Parmi les autres facteurs également favorables à l'eutypiose, citons les formes ou les modes de taille générant des plaies plus ou moins nombreuses et larges. Ces dernières sont particulièrement propices aux pollutions par les ascospores et ensuite à une colonisation aisée des vaisseaux par le mycélium. A cet égard, la transformation des ceps dans les années 80, d'une forme basse en guyot à une forme haute permettant la mise en oeuvre de la vendange mécanique, a entraîné la formation de plaies importantes et ainsi contribué à l'extension de cette maladie. Les formes avec des bras longs (cordons) dépérissent plus lentement que celles avec des bras courts, mais peuvent exprimer plus longtemps les symptômes foliaires.
La disponibilité en eau, facteur indispensable à la croissance de la vigne et de tous les bioagresseurs qui y sont associés, semble un facteur essentiel au développement d'E. lata. On considère généralement que l'expression de l'eutypiose est régulière dans une région dès lors que la pluviométrie atteint 500 mm/an. L'eau (pluie, rosée) est indispensable à la sporulation d'E. lata, mais également à l'expression des symptômes. Les fins d'hiver et les printemps pluvieux ont été souvent signalés comme favorables à de fortes expressions des symptômes foliaires. De plus, des parcelles immergées chaque printemps durant plusieurs années ont montré une aggravation progressive de l'eutypiose.

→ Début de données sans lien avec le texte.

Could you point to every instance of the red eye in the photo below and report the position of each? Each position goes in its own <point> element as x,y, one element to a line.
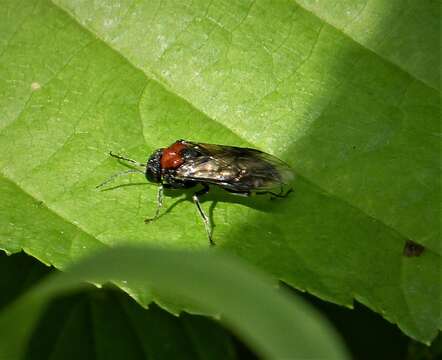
<point>172,157</point>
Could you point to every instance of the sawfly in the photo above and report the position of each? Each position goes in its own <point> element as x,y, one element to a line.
<point>186,164</point>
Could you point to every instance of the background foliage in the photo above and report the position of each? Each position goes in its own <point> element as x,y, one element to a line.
<point>347,92</point>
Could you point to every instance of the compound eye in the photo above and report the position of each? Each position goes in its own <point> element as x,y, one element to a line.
<point>188,153</point>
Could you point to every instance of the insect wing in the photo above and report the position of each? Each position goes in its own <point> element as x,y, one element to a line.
<point>235,169</point>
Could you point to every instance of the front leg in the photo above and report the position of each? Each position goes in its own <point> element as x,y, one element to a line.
<point>159,205</point>
<point>203,215</point>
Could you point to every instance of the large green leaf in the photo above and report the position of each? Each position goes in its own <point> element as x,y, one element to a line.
<point>362,134</point>
<point>275,324</point>
<point>107,324</point>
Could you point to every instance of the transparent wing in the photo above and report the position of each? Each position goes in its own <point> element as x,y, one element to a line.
<point>234,168</point>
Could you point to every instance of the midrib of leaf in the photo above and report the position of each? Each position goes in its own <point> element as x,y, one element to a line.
<point>366,48</point>
<point>159,79</point>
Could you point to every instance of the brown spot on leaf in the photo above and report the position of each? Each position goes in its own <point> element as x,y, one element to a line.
<point>412,248</point>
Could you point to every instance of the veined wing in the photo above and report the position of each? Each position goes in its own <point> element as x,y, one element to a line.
<point>233,168</point>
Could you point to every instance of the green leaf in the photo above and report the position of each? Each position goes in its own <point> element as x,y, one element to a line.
<point>273,323</point>
<point>362,134</point>
<point>105,323</point>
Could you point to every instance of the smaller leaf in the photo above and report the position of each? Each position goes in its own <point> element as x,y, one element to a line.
<point>273,323</point>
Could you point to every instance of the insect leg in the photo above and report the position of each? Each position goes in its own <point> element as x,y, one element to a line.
<point>119,157</point>
<point>205,218</point>
<point>159,205</point>
<point>280,195</point>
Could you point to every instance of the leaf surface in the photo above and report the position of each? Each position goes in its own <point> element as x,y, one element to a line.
<point>362,134</point>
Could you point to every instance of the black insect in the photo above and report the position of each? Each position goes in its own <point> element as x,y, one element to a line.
<point>185,164</point>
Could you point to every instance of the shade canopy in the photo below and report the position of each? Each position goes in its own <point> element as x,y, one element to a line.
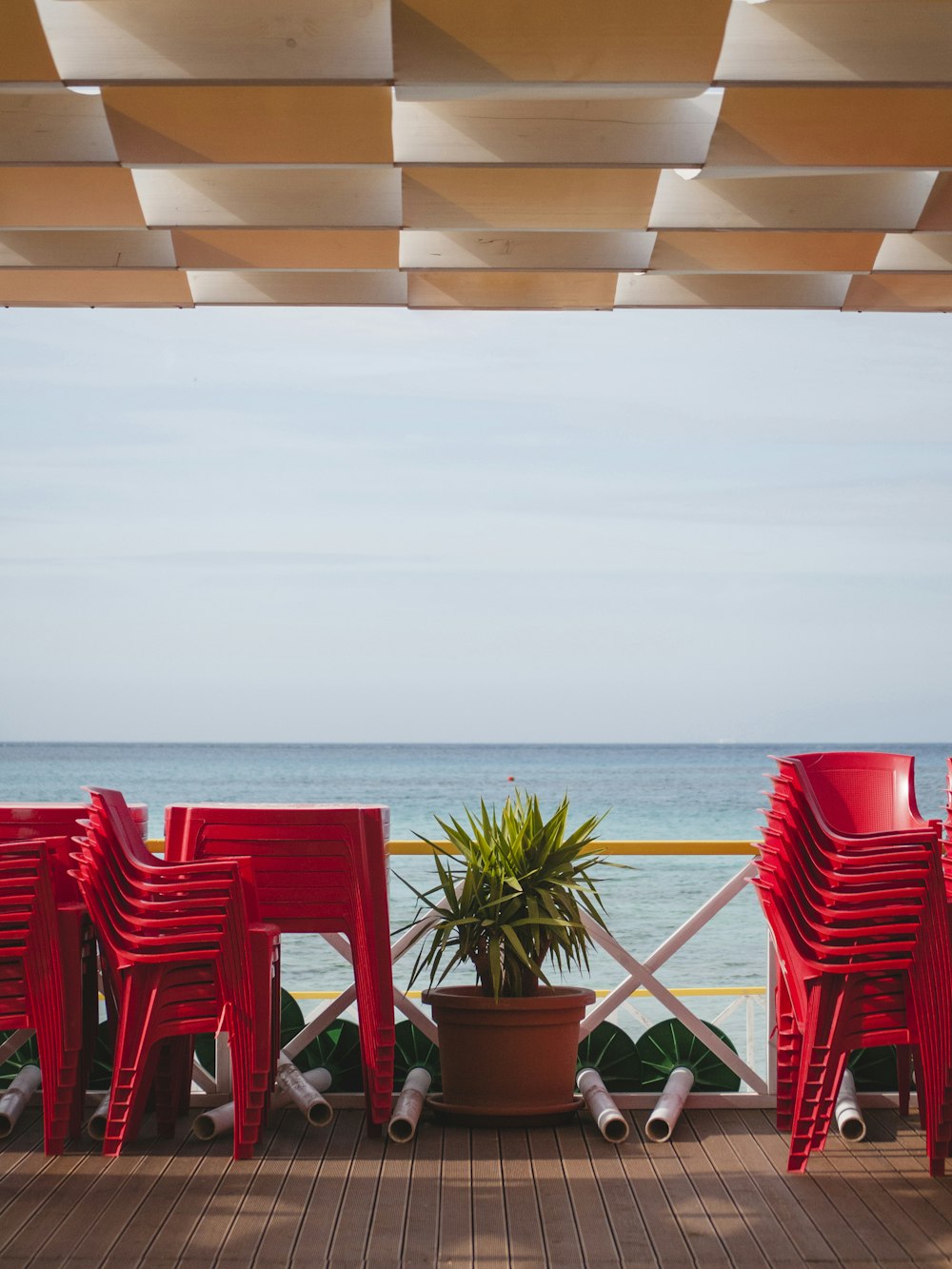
<point>444,153</point>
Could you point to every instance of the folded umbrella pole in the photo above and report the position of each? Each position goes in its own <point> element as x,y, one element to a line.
<point>292,1088</point>
<point>611,1122</point>
<point>409,1105</point>
<point>15,1098</point>
<point>849,1119</point>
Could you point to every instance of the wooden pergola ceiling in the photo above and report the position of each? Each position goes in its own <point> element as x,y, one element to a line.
<point>478,153</point>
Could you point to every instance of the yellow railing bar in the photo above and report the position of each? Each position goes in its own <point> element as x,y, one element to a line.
<point>608,848</point>
<point>600,991</point>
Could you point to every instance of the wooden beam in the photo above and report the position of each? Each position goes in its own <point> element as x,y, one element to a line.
<point>902,292</point>
<point>833,127</point>
<point>914,252</point>
<point>69,198</point>
<point>170,126</point>
<point>286,248</point>
<point>764,251</point>
<point>733,290</point>
<point>528,198</point>
<point>838,42</point>
<point>853,201</point>
<point>632,130</point>
<point>270,198</point>
<point>299,288</point>
<point>25,53</point>
<point>53,127</point>
<point>510,289</point>
<point>602,41</point>
<point>126,288</point>
<point>526,251</point>
<point>87,248</point>
<point>224,41</point>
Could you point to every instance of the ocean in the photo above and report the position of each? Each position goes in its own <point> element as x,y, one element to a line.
<point>649,791</point>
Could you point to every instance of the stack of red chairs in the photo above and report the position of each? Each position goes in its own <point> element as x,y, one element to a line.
<point>318,869</point>
<point>49,979</point>
<point>852,886</point>
<point>183,957</point>
<point>57,822</point>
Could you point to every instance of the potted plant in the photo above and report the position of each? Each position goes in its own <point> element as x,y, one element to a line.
<point>510,898</point>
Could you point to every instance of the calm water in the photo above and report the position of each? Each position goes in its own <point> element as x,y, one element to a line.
<point>650,791</point>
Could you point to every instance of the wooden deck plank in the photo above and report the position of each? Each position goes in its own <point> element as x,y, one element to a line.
<point>628,1226</point>
<point>254,1212</point>
<point>305,1157</point>
<point>684,1202</point>
<point>356,1214</point>
<point>524,1222</point>
<point>316,1233</point>
<point>559,1230</point>
<point>776,1189</point>
<point>596,1233</point>
<point>385,1241</point>
<point>455,1245</point>
<point>506,1200</point>
<point>490,1240</point>
<point>823,1206</point>
<point>775,1245</point>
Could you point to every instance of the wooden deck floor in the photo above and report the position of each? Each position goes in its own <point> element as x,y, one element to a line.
<point>716,1196</point>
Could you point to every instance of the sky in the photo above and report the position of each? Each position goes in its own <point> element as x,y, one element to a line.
<point>301,525</point>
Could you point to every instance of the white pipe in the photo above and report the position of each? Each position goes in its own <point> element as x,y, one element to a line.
<point>95,1124</point>
<point>19,1090</point>
<point>664,1117</point>
<point>304,1093</point>
<point>611,1122</point>
<point>407,1112</point>
<point>849,1117</point>
<point>220,1120</point>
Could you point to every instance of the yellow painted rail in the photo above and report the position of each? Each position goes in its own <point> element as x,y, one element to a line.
<point>609,848</point>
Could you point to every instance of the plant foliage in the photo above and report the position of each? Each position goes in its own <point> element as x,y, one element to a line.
<point>512,891</point>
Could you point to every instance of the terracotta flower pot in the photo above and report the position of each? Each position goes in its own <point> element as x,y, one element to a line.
<point>508,1062</point>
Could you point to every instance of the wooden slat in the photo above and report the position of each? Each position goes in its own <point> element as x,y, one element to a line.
<point>286,248</point>
<point>69,198</point>
<point>937,213</point>
<point>87,248</point>
<point>764,251</point>
<point>55,127</point>
<point>631,130</point>
<point>129,288</point>
<point>490,289</point>
<point>219,39</point>
<point>455,1200</point>
<point>856,201</point>
<point>819,41</point>
<point>733,290</point>
<point>901,292</point>
<point>262,287</point>
<point>716,1195</point>
<point>171,126</point>
<point>607,41</point>
<point>559,1229</point>
<point>528,198</point>
<point>25,53</point>
<point>268,198</point>
<point>833,127</point>
<point>506,248</point>
<point>914,252</point>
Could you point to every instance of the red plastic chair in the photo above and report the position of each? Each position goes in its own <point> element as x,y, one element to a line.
<point>183,959</point>
<point>851,884</point>
<point>318,869</point>
<point>48,980</point>
<point>57,822</point>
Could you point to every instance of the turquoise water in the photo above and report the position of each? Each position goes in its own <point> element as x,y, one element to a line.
<point>650,791</point>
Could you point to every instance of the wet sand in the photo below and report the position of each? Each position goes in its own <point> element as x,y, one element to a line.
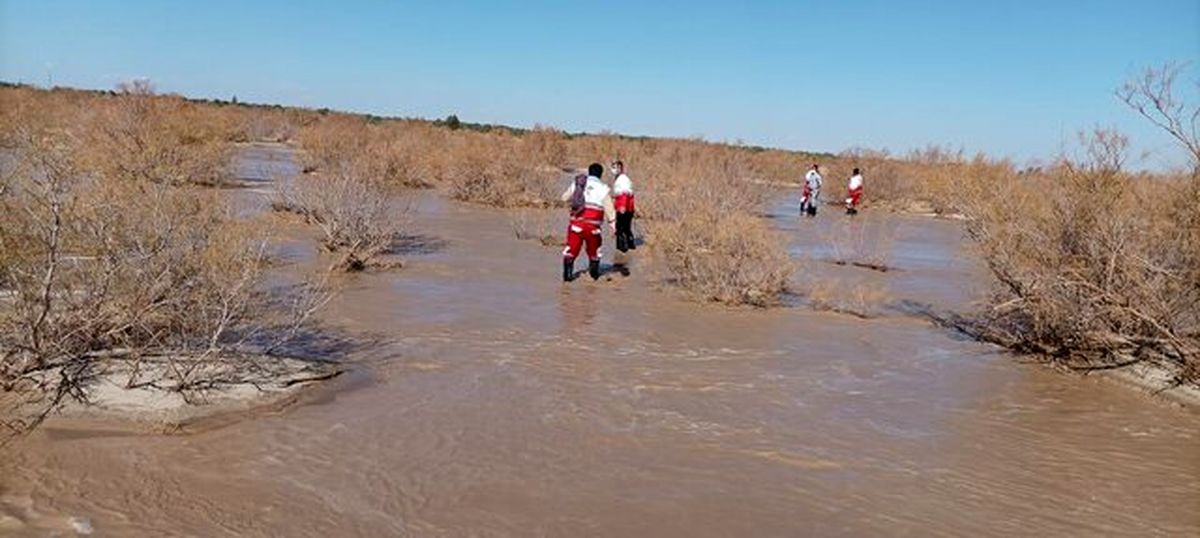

L'influence exacte de la nature des sols (structure ou texture) sur le développement de l'eutypiose n'est pas encore clairement précisée. Mais il est très probable que la réserve en eau ou la richesse en éléments fertilisants jouent un rôle important. L'influence de la fertilisation est à l'étude. Les sols «chlorosant» et les sols hydromorphes ont déjà été cités comme favorables à cette maladie.